By Emily Moyer, Collections Care Assistant, The Gladys Brooks Book & Paper Conservation Laboratory
On December 11, Alan Balicki, chief conservator at the New York Historical Society, came to NYAM’s Gladys Brooks Book & Paper Conservation Laboratory to lead an afternoon workshop about the importance of disaster planning, response, and recovery. The Conservation Lab recently rolled out a comprehensive Collections Disaster Plan detailing the proper protocols for dealing with disasters and Alan’s workshop was a great way to cap off this project.
The most common risk that libraries face is flooding due to pipe leaks or severe weather conditions. All the staff from Center for the History of Medicine and Public Health as well as several members from the Facilities Department had the opportunity to see what happens when materials get wet (all items used were set to be discarded). Center staff members were also able to engage in hands-on experimentation on how to dry different items based on their materiality and to ask questions in a non-disaster setting. Staff were encouraged to return to the lab the next day to see how the items had dried and engage in conversation about best practices.

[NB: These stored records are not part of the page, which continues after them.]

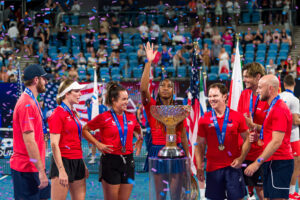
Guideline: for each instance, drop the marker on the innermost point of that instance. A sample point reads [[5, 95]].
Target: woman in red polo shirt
[[68, 170], [164, 97], [117, 127]]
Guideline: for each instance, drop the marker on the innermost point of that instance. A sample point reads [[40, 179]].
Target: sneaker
[[92, 161]]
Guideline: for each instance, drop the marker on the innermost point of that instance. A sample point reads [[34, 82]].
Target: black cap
[[35, 70]]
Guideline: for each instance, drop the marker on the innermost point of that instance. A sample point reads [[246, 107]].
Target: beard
[[40, 87]]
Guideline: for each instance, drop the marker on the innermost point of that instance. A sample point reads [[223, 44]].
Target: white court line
[[3, 177]]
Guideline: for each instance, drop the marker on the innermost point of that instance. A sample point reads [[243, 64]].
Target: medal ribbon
[[123, 136], [29, 92], [261, 136], [251, 110], [221, 135], [290, 91], [79, 127]]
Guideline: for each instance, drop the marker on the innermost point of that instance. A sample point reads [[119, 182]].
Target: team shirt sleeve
[[26, 118], [55, 123], [96, 123]]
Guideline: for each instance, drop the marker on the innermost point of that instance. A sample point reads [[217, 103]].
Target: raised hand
[[149, 52]]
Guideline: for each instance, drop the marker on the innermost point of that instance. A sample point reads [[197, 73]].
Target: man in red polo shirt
[[220, 130], [254, 112], [276, 132], [28, 160]]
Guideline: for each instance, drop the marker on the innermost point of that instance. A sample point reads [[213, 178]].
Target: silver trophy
[[170, 116]]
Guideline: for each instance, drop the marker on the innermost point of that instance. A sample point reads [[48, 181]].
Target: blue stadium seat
[[214, 69], [212, 77], [181, 72], [137, 72], [223, 77], [170, 70]]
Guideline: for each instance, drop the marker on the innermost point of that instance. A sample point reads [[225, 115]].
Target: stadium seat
[[181, 72], [212, 77], [170, 71], [224, 77]]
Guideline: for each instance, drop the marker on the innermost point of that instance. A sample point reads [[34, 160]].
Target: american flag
[[195, 97]]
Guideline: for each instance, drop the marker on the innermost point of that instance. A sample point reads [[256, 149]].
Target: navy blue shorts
[[277, 178], [225, 183], [26, 186]]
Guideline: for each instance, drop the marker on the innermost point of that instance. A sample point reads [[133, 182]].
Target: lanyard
[[66, 108], [251, 110], [290, 91], [221, 135], [123, 136], [29, 92], [261, 136]]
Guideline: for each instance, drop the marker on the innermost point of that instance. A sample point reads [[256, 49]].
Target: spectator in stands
[[216, 49], [276, 37], [178, 39], [258, 38], [115, 43], [3, 74], [218, 13], [75, 9], [271, 67], [141, 54], [62, 35], [208, 31], [115, 26], [166, 40], [265, 5], [114, 59], [154, 32], [29, 38], [286, 10], [278, 5], [236, 11], [229, 11], [13, 34], [81, 60], [196, 31], [268, 37], [102, 60], [285, 38], [223, 61], [73, 74], [178, 58], [102, 50], [92, 60], [205, 56], [227, 38], [248, 38], [89, 39], [144, 30], [161, 7], [291, 67], [166, 56], [201, 6]]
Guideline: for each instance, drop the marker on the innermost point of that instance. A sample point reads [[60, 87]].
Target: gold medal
[[221, 147], [260, 142]]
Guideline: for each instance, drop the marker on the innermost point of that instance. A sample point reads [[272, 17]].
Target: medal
[[260, 142], [221, 147]]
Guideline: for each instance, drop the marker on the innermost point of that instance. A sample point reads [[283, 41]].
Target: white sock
[[202, 192], [292, 189]]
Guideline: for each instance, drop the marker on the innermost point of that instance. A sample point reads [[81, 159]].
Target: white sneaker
[[92, 161]]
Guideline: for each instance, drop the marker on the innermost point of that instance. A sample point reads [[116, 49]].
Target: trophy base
[[171, 152]]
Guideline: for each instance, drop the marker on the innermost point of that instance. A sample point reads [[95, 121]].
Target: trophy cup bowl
[[170, 116]]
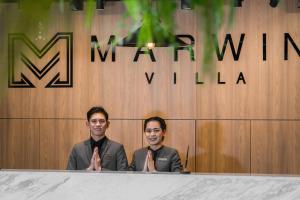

We experimented with a variety of materials, including coated paper, leather covers, colored paper, shrink wrapped materials, photographs, audio-visual materials, and blueprints. Staff practiced interleaving soaked books, draping with plastic, and basic techniques for dealing with wet and fragile materials. Workshop participants dried materials using best practices (fanning and interleaving) as well as unorthodox methods (keeping the materials wet and closed) in order to compare the results. It was very instructive to witness how thoroughly books soaked up surrounding water, and how quickly coated paper began to “block,” or stick together, when wet. It was not surprising that some colored papers and Post-it notes bleed when wet, but seeing how quickly and dramatically they reacted to water was a good cautionary lesson. Conversely, it was encouraging to see how effectively shrink wrapping protected items from water.
Alan gave a thoughtful presentation on real-world dangers faced by libraries, and impressed the group with his capable and pragmatic approach to disaster planning. Thanks to everybody for a great learning experience, and especially to Alan for his time and expertise.